Le Kabyle a embrassé la religion musulmane depuis des siècles et des siècles. Son initiation à la foi fut l'œuvre de missionnaires d'une perspicacité admirable. Quittant leurs Ribbats, munis du Livre Saint, ils se répandirent aux quatre coins de la Kabylie. Ils relevèrent le défi de faire de ces montagnards farouches, retranchés derrière leurs rochers inexpugnables, hostiles à l'étranger, de bons et honnêtes musulmans.

Episode précédent : D'Azouza à Alger, ma vie pérégrine d'instit (XVIII): prospérité et désunion dans le clan

Leur démarche fut extrêmement subtile. Ils s'installaient aux abords d'une agglomération, évitant toute intrusion brutale à l'intérieur des villages. Les premiers contacts s'amorçaient par simple curiosité. Ensuite, un dialogue s'instaurait. Un dialogue franc et serein. Questions. Réponses.

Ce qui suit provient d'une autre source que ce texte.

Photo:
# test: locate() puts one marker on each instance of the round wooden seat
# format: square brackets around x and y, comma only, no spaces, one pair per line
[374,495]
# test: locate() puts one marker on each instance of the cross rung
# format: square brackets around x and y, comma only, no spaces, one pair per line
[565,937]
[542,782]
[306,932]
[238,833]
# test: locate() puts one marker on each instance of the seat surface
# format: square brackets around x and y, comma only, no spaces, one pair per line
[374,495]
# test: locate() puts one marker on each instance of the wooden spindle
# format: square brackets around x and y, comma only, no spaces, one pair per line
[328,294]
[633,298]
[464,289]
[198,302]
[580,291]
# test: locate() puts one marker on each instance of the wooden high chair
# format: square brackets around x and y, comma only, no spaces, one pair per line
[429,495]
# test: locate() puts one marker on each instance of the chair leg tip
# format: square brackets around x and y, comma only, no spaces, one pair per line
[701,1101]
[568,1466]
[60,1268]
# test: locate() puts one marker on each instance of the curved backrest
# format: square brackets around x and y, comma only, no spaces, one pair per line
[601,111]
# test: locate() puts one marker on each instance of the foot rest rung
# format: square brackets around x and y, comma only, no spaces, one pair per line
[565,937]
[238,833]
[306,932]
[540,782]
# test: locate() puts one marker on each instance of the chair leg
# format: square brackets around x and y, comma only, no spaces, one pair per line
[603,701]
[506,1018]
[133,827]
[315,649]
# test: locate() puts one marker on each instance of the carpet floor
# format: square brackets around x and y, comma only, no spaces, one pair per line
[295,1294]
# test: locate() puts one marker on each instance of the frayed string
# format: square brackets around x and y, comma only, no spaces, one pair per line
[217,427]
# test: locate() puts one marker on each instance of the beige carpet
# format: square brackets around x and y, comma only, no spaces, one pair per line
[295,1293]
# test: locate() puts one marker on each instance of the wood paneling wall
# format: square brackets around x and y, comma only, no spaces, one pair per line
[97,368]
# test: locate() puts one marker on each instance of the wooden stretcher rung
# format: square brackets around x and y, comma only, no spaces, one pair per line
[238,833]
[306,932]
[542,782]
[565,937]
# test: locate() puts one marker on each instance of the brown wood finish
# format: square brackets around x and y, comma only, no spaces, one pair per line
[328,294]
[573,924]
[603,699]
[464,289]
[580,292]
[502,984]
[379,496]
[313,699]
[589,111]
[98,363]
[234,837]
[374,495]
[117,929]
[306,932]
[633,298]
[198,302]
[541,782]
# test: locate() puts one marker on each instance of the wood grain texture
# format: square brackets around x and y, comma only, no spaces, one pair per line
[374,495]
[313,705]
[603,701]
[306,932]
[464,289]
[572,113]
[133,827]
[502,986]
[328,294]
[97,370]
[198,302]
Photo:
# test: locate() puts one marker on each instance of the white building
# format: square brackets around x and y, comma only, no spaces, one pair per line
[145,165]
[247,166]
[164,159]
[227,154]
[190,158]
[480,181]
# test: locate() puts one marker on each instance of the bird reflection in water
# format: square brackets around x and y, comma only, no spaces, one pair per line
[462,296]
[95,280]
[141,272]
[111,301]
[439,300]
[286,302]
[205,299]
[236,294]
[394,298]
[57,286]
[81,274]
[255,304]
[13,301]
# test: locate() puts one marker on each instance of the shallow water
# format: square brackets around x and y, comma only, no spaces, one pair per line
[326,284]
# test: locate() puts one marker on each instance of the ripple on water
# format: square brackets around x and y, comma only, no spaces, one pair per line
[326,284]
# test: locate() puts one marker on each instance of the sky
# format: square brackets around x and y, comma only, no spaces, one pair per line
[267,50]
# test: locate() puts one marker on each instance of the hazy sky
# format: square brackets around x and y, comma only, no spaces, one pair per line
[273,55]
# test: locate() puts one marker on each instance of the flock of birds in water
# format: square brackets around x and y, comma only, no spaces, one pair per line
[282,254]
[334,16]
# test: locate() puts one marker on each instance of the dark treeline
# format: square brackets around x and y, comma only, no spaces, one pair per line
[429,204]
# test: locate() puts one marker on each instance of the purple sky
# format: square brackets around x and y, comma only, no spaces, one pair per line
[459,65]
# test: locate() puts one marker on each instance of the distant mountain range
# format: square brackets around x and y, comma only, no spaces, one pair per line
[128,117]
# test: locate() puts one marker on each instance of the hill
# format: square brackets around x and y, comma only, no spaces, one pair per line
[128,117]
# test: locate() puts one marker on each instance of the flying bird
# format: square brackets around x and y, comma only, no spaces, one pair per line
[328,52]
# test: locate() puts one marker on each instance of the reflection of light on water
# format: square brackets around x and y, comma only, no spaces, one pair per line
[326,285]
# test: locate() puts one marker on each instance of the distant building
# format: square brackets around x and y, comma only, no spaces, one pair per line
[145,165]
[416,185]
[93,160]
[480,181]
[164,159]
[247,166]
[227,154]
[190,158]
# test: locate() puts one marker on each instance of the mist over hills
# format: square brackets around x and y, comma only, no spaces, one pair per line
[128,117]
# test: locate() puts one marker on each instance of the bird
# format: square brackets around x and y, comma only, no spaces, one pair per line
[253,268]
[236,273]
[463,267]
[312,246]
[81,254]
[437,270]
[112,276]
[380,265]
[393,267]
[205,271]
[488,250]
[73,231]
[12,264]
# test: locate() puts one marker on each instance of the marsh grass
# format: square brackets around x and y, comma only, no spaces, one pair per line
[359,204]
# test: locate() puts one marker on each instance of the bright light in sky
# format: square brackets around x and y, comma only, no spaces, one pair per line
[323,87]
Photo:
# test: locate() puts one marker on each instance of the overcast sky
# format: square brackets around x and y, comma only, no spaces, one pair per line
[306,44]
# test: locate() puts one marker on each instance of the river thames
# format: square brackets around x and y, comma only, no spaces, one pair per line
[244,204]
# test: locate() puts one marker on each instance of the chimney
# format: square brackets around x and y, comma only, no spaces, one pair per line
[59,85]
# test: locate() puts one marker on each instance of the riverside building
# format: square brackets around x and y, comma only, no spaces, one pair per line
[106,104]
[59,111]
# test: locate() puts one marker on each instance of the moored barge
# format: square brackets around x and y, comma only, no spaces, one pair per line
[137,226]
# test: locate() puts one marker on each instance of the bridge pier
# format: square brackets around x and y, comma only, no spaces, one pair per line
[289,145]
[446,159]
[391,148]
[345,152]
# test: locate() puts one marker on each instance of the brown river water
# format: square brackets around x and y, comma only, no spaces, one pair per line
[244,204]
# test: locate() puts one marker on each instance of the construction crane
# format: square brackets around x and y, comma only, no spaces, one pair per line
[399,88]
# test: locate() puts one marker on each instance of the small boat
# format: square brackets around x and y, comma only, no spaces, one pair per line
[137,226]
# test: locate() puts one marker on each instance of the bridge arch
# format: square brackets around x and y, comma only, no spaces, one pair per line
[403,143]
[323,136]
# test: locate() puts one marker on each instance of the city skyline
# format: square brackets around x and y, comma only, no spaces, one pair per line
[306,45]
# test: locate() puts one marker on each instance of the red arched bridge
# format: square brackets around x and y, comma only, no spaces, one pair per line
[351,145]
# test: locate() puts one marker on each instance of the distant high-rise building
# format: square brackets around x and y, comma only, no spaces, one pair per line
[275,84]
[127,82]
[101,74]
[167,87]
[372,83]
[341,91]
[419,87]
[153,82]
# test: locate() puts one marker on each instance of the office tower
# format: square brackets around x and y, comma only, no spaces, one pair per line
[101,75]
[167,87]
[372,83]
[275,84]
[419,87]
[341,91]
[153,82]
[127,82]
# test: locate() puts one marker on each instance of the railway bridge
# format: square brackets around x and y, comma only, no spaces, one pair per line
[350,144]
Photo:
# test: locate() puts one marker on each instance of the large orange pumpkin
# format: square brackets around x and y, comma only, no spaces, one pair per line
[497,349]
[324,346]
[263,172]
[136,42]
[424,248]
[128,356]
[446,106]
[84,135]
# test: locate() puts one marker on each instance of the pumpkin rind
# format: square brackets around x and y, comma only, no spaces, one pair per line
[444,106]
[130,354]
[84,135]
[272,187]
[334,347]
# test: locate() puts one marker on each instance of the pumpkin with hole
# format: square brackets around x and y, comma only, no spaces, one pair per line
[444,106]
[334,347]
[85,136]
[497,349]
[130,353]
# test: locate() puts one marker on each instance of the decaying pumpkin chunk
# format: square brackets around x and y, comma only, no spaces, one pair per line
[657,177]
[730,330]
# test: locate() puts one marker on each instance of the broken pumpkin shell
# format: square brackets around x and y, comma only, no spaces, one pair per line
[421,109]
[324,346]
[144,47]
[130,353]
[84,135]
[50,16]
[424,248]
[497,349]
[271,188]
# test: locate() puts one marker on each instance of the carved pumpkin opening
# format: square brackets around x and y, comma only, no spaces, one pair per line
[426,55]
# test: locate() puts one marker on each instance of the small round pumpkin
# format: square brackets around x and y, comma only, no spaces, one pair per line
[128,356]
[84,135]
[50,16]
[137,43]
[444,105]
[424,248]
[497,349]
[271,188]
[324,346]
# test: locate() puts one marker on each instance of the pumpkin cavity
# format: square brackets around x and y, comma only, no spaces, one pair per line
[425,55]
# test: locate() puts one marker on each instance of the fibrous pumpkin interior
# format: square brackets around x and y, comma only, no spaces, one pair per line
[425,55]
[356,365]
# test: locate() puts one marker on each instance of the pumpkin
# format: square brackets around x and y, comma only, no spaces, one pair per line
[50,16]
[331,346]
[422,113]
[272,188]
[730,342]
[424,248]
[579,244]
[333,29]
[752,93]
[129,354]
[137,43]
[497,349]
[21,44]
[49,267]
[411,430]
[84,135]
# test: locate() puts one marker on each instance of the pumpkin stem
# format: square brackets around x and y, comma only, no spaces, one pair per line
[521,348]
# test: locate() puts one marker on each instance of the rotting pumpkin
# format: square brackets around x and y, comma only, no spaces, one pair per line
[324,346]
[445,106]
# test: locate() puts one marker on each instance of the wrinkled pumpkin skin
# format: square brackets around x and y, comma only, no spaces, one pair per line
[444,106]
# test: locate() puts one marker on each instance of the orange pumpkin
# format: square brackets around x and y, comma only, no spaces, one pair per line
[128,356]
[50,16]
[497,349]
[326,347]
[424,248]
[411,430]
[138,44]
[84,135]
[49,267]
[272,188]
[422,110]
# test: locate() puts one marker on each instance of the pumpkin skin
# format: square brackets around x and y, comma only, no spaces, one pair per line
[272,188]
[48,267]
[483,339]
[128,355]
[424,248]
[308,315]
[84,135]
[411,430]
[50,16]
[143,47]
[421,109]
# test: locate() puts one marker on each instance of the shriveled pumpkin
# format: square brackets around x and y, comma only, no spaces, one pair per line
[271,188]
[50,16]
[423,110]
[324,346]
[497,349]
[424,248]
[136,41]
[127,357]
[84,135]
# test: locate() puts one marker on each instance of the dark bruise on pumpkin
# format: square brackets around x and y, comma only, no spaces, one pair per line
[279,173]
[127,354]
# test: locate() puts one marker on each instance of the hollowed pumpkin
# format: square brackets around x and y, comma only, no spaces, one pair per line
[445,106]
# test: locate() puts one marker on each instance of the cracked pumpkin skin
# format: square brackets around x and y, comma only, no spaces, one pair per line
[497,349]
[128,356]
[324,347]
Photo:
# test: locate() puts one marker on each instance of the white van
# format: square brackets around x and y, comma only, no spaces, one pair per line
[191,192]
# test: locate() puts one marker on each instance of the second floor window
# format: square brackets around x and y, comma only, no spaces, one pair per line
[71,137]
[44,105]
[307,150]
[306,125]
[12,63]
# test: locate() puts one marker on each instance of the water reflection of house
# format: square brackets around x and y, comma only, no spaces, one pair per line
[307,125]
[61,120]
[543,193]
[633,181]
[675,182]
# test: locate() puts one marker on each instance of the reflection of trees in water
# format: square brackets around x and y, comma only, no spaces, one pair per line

L'ambiance se dégelait. La confiance réciproque grandissait chaque jour davantage. Et, le temps passant, sans s'en rendre compte, les Kabyles s'éveillèrent à l'Islam, l'adoptèrent puis portèrent partout sa bannière qu'ils défendirent âprement sur terre et sur les mers.

Aux yeux des populations, ces premiers missionnaires étaient vus comme des Saints. Ils furent bientôt l'objet d'une vénération à la hauteur des bienfaits qu'ils avaient rendus de leur vivant. Les lieux de leurs sépultures commencèrent à attirer, à dates périodiques, des pèlerins qui pensent que leurs prières ont plus de chances d'être exaucées s'ils les adressent à Dieu à partir d'un lieu où repose un homme de bien.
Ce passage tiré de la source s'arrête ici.